CARL: Well, the Soviet Union was about to enter the war. And at that point, Japan would have known that the war was essentially over, and Japan had been essentially defeated at that point. But there were some bitter-enders who probably would have fought to the last man. So the question is, at what point would the Emperor have decided to surrender and under what conditions? I believe that the war could have ended without the use of nuclear weapons, but I don't think that was ever a realistic possibility, because the United States had developed these weapons and wanted to use it to save the lives of US service members, to end the war, and to demonstrate this new technology they had to shape the post Cold War order by showing the Soviet Union that they had this trump card. So I think that we can imagine alternate histories in which the bomb wasn't used, but I think once it was developed, it was virtually inevitable that at least one bomb would have been used. Now, the Nagasaki bomb was used three days after the Hiroshima bomb, and Japan was still making sense of what happened. There were already some conditional surrender proposals that had surfaced at that point. So I think that we could have avoided the use of that second bomb, which killed over 70,000 people. But historians will debate this forever.
SPENCER: So one concern that people have about nuclear weapons is that the decisions that decision-makers have to make around them can be incredibly tense and difficult on short timelines.
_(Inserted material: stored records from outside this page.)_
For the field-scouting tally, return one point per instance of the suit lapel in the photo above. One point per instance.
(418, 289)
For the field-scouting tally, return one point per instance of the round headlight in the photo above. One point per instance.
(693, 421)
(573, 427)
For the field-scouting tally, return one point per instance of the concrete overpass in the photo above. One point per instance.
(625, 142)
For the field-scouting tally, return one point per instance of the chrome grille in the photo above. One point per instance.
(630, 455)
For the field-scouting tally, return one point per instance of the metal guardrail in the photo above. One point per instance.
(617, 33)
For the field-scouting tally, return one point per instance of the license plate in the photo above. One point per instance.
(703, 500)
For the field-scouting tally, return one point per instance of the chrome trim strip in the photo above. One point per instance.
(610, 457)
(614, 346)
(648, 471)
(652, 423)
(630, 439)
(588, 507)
So for example, a decision maker may have to decide whether to initiate a counter attack, if they see on the radar that nuclear weapons might be heading towards their country. How can we help prevent issues that arise from these kinds of short timelines related to nuclear weapons?
CARL: This is one of my fundamental fears. People don't make decisions well under extreme time pressure, especially when the stakes are high. And we should be doing everything we can to increase the amount of time that leaders will have to make that choice. So that means investing in command and control, and ensuring that we have good information as soon as possible about what's really going on on the ground. But a broader point: that time pressure is somewhat self-imposed because the United States and Russia, at least, have a secure second strike capability, which means that even if the adversary attacked with their best shot, they would be able to retaliate at their time of choosing. And so in some ways, this time pressure is self-imposed. We should remove that from our policy. So one way to do that would be to remove the intercontinental ballistic missiles from the Arsenal because they are one of the systems that's driving this need to respond quickly. The US submarines are essentially undetectable and could provide a secure second strike under all circumstances. So there's the decision making architecture, but there's also the nuclear architecture, and both of those could be changed in a way that makes us safer.
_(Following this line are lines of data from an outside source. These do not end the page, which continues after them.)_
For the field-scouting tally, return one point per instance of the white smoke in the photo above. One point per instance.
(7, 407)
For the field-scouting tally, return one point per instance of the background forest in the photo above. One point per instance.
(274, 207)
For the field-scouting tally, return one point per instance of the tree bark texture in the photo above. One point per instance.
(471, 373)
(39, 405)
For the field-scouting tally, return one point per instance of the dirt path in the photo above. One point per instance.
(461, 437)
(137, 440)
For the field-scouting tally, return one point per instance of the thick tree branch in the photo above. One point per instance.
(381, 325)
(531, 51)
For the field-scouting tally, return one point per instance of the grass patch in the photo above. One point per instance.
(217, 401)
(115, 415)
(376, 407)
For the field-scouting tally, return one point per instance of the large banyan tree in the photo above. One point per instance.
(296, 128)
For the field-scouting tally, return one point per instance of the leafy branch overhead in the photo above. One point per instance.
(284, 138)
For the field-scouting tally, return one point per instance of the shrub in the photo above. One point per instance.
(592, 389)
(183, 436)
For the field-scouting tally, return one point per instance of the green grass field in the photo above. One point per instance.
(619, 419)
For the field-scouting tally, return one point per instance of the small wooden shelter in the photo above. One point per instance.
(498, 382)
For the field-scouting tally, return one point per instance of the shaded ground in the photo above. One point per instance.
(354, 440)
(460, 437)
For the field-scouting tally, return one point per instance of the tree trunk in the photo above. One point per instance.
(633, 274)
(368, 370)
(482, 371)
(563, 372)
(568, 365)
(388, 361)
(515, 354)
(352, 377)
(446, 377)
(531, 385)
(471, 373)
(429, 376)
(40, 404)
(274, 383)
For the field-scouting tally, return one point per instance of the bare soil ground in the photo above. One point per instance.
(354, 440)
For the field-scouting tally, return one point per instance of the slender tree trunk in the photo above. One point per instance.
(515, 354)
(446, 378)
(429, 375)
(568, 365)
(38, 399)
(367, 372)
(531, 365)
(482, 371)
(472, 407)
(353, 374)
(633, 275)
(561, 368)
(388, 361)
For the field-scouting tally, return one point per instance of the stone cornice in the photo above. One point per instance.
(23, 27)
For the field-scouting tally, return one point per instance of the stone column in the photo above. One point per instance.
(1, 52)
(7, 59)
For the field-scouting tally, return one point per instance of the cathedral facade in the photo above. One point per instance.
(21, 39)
SPENCER: Carl, thanks so much for coming on. This is a fascinating conversation.
CARL: Yeah, thank you.
JOSH: A listener wanted to know what you thought about the following question from Clearer Thinking's life changing questions program. Summarized in just a few sentences, what is your life story?
SPENCER: There are a lot of ways to talk about one's life story. You can talk about it very abstractly or concretely. Or you can say, "Well, first I was born in the city and I did this thing, etc." But I tend to lean towards more abstract. And so when I think about my life story, I think of it as the story of someone who is very technically inclined, like I love mathematics, I love computer science, but my real passion is psychology and trying to understand how human psychology works. That's really my life's focus. And so, I think of my life story as being someone who comes in with mathematical and computer science-based tools, but applying them to the very squishy topic of understanding human nature.